Alla base di tutto c’è un aneddoto che vede coinvolti un drone e una libellula. Oltre a sembrare il titolo di una favola, è il primo appunto in assoluto che ho scritto. In seguito questo appunto è diventato dello scienziato Andrea Minini, personaggio da scoprire nel corso del romanzo. Questo incipit si è poi evoluto nella domanda che cerca una risposta nella trama: “perché la tecnologia, generata dall’uomo non può essere considerata parte integrante della natura?”
Di cosa parla l’opera?
Di un futuro non ben definito, abbastanza remoto da permettermi di fantasticare, con le dovute garanzie scientifiche. Questo futuro è la “seconda era spaziale”, nel corso della quale si verifica una nuova corsa allo Spazio e a Marte. È questa l’ambientazione che fa da sfondo a una storia che ho ideato e scritto anche per esprimere il mio amore per la lingua italiana e per il dialetto come elemento espressivo imprescindibile della nostra cultura. Come Mainetti con Lo chiamavano Jeeg Robot, anche io ho voluto dare il mio contributo per far vedere che il Bel Paese è in grado di maneggiare astronavi e conflitti mondiali e che “gli alieni non atterrano solo negli Usa”. Era proprio questo il titolo iniziale del libro, poi scartato. Il romanzo presenta molti neologismi, creati ad hoc per la narrazione, derivati dal mio passato come musicista e dal mio presente come grafico. C’è un’attenzione particolare ai suoni evocativi, ai simboli e ai loghi, pensati per cercare di immergere il più possibile il lettore nella trama. Sulla copertina si trova Rocket neon, 15x15cm – Paolo Amico, un’opera d’arte realizzata con penne biro. Se non è particolarità questa…

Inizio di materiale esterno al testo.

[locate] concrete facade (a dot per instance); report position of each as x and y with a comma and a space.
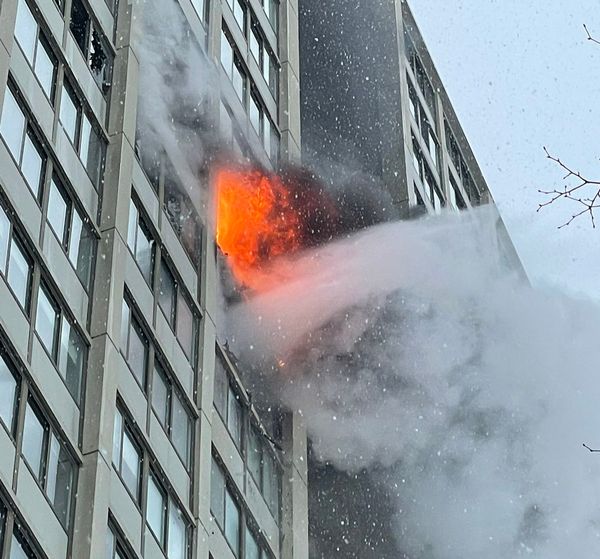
125, 427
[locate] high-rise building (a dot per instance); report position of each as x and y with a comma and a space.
125, 428
373, 106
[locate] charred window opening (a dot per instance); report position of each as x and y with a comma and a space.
93, 45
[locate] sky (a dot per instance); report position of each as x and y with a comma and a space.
521, 75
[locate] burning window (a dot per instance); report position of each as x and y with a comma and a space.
93, 45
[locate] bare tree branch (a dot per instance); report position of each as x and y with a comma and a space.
590, 37
584, 192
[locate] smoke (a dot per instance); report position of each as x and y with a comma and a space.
415, 354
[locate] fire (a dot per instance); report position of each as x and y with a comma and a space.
256, 222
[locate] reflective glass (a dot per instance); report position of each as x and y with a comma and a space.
155, 509
8, 392
177, 548
12, 124
19, 272
68, 114
232, 522
180, 429
160, 397
4, 238
71, 357
26, 30
33, 441
32, 165
131, 465
185, 326
166, 292
44, 69
57, 211
46, 321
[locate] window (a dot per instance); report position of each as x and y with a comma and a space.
49, 461
172, 413
19, 547
22, 142
134, 344
183, 217
93, 45
232, 64
264, 468
224, 508
166, 520
227, 402
73, 232
84, 133
140, 242
36, 48
127, 456
271, 8
15, 263
62, 340
8, 394
178, 311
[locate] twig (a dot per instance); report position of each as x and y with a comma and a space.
573, 193
590, 38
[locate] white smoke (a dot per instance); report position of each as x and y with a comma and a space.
414, 347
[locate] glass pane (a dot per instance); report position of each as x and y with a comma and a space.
177, 534
143, 253
57, 211
19, 272
46, 321
166, 293
138, 350
131, 465
155, 509
180, 430
4, 238
60, 480
12, 124
185, 326
82, 247
217, 493
252, 551
221, 389
117, 439
79, 24
124, 325
32, 166
26, 30
160, 397
44, 69
226, 54
68, 114
232, 522
33, 441
234, 418
255, 454
86, 130
255, 114
8, 391
132, 226
71, 358
19, 549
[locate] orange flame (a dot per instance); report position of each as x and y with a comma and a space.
256, 221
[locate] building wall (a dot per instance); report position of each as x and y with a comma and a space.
126, 429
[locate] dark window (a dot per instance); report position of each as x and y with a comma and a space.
93, 45
49, 461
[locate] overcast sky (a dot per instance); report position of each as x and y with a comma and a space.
522, 75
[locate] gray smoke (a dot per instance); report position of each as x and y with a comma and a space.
415, 353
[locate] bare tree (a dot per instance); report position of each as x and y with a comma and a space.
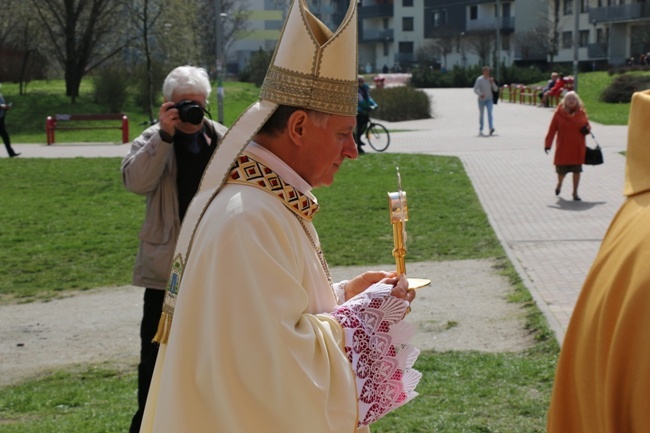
236, 24
552, 32
82, 35
20, 34
144, 16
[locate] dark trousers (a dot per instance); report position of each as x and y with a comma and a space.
5, 137
153, 301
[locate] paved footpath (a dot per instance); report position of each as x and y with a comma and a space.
552, 241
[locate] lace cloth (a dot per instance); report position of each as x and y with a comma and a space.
376, 343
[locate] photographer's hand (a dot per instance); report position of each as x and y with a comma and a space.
168, 117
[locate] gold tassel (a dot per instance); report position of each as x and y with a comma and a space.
164, 326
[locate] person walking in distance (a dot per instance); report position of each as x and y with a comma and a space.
4, 107
570, 124
254, 334
602, 378
484, 86
165, 163
365, 104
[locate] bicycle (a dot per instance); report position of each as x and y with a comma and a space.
377, 136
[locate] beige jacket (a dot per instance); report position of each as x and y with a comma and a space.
149, 169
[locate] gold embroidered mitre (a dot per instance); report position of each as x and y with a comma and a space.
313, 67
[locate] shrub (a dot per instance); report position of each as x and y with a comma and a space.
623, 87
141, 93
401, 103
255, 71
111, 88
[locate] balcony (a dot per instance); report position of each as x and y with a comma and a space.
597, 51
385, 35
376, 11
404, 58
621, 13
507, 24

Perché hai scelto la fantascienza?
Non mi sono voluto discostare da Asimov, autore che ho amato e apprezzato sia per lo stile che per la limpidezza espositiva. Da lui ho cercato di prendere questo: pochi fronzoli e giustificazioni scientifiche dove possibile. Ho anche divorato Philip K. Dick, che è stato un tornado di idee e spunti. A loro ho aggiunto la fantascienza russa e parecchi altri autori classici.
Per quale motivo vale la pena leggere il tuo libro?
Per la completezza espositiva. Sia nel romanzo che nella campagna di crowdfunding ho utilizzato tutto ciò che di creativo conosco, così da aumentare al massimo la forza espressiva. Sulle mie pagine social ho pubblicato tutto quanto: grafiche, illustrazioni (con la prevendita il primo omaggio immediato è il pdf del romanzo, completo delle bozze, per rendere ancora più partecipi gli investitori), oggetti presenti nel romanzo progettati in 3D e la loro effettiva realizzazione, oltre i gadget e alle presentazioni.